At 735 pm, [Chief Justice John} Roberts administ[e]red the oath of office again to obama in the map
room. Robert gibbs said the wh counsel, greg craig, believes the oath was
fine Tuesday, but one word was out of sequence so they did this out of a
“an abundance of caution.”
“We decided it was so much fun…” Obama joked while sitting on a couch.
Obama stood and walked over to make small talk with pool as roberts donned
his black robe.
“Are you ready to take the oath?” Roberts asked.
“I am, and we’re going to do it very slowly,” obama replied.
Oath took 25 seconds.
After a flawless recitation, roberts smiled and said, “congratulations,
again.”
Obama said, “thank you, sir.”
Smattering of applause.
“All right.” Obama said. “The bad news for the pool is there’s 12 more
balls.”

So why did they do this?
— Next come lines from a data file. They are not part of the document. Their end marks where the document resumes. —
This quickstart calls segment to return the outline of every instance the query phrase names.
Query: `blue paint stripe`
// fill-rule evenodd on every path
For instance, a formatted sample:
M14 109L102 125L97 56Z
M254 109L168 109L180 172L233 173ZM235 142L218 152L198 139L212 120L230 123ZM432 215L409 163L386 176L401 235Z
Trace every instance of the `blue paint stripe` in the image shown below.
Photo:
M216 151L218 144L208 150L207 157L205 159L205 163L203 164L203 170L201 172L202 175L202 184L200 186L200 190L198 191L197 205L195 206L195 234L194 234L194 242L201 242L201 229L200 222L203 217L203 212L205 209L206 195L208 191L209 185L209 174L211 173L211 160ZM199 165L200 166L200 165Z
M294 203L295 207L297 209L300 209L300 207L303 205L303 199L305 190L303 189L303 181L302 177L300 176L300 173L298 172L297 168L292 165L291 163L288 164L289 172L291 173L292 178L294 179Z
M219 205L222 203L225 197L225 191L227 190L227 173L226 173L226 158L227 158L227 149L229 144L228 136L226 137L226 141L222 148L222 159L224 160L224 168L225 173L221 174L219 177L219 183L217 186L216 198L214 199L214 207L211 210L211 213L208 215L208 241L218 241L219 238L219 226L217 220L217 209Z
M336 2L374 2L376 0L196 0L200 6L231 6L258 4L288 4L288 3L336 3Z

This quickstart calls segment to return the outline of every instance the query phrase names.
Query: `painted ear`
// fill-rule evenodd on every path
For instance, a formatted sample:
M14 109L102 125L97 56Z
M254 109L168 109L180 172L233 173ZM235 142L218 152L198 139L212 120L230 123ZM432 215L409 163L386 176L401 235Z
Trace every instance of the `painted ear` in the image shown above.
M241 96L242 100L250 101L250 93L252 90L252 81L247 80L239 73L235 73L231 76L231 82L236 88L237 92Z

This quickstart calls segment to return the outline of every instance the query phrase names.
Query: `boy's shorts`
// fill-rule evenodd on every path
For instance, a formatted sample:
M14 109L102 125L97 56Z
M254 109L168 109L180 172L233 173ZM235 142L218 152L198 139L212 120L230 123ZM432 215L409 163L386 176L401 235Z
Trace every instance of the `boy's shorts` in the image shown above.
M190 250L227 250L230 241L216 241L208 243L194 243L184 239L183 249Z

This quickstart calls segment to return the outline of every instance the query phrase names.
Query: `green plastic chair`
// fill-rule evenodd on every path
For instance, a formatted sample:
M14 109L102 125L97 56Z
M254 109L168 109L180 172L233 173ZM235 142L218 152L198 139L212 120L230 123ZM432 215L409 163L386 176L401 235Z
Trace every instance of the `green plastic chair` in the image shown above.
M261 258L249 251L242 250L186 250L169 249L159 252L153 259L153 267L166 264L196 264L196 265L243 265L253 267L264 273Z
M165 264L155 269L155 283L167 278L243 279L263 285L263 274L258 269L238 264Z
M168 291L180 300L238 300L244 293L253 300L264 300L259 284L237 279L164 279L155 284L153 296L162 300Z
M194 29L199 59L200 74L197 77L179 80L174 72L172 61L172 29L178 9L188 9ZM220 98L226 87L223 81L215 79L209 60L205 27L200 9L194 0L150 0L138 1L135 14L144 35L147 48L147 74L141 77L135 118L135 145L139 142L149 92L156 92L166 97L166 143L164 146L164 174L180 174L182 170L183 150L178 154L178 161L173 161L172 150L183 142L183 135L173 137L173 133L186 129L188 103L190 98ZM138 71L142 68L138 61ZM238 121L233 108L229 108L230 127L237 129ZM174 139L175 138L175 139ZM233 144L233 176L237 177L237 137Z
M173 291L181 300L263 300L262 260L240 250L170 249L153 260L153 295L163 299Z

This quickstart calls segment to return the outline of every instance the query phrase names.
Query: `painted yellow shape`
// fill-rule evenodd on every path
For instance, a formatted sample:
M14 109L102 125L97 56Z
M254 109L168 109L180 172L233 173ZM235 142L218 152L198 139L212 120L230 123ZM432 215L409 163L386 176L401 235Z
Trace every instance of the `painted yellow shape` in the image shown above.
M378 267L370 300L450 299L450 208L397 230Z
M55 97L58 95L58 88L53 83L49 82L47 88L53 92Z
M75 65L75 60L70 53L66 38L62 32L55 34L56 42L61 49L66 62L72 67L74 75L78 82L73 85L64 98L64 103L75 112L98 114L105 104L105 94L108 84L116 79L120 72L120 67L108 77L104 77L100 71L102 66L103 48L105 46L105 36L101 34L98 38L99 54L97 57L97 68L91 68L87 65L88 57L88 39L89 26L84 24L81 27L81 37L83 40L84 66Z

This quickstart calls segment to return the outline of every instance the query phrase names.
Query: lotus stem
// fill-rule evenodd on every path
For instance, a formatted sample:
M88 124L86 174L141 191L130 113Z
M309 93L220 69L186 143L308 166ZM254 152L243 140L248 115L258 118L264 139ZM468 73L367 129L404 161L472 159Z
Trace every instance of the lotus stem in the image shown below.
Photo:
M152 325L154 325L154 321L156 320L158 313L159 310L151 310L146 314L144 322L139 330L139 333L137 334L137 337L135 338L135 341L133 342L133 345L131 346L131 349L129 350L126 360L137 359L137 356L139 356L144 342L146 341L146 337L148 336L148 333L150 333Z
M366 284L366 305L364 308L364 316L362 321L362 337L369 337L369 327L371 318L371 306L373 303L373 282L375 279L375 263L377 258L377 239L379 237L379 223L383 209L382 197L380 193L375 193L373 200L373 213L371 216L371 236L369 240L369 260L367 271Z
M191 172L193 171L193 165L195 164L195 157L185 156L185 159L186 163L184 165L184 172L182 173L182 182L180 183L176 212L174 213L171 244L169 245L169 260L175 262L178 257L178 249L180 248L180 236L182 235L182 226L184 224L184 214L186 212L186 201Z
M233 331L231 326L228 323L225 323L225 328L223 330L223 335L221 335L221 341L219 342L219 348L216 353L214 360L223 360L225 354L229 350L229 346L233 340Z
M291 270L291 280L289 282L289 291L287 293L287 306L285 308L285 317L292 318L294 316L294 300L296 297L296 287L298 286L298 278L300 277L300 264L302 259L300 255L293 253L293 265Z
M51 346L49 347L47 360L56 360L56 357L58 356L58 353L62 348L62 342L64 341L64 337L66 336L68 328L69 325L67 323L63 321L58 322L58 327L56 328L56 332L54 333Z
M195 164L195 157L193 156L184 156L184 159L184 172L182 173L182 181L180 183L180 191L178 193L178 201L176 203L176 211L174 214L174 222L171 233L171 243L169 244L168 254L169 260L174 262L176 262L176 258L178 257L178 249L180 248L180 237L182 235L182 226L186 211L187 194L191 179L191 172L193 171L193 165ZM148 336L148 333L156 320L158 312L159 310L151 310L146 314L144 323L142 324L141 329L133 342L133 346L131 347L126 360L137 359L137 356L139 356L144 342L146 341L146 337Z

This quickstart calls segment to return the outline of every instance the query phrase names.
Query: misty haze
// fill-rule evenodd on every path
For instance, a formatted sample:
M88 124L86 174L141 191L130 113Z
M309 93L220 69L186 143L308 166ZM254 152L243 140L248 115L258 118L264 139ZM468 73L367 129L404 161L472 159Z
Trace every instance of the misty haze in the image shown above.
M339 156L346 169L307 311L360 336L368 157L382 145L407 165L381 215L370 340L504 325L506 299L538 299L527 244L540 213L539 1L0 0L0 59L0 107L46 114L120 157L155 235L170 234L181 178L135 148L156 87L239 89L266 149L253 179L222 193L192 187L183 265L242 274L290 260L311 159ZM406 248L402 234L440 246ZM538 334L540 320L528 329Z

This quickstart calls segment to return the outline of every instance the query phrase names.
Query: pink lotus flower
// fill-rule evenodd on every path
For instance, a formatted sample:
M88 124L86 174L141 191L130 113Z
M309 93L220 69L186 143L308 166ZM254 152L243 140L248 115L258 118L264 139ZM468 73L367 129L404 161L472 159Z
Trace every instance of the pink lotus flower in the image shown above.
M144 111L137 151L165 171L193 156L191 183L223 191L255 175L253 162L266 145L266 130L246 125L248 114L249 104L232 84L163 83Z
I don’t think anyone could possibly made a serious legal argument that the way the oath was administered yesterday made any difference. But I think my colleague Jim Poniewozik may have put his finger on the potential for nutjobbery in our liveblog yesterday, when he jokingly wrote:

James Poniewozik – 12:13 p.m.: @KT: I am registering http://www.obamaflubbedtheoathandthereforeisnotofficiallypresident.com

And, yes, commenters, I do know that most of the flubbing was done by Roberts.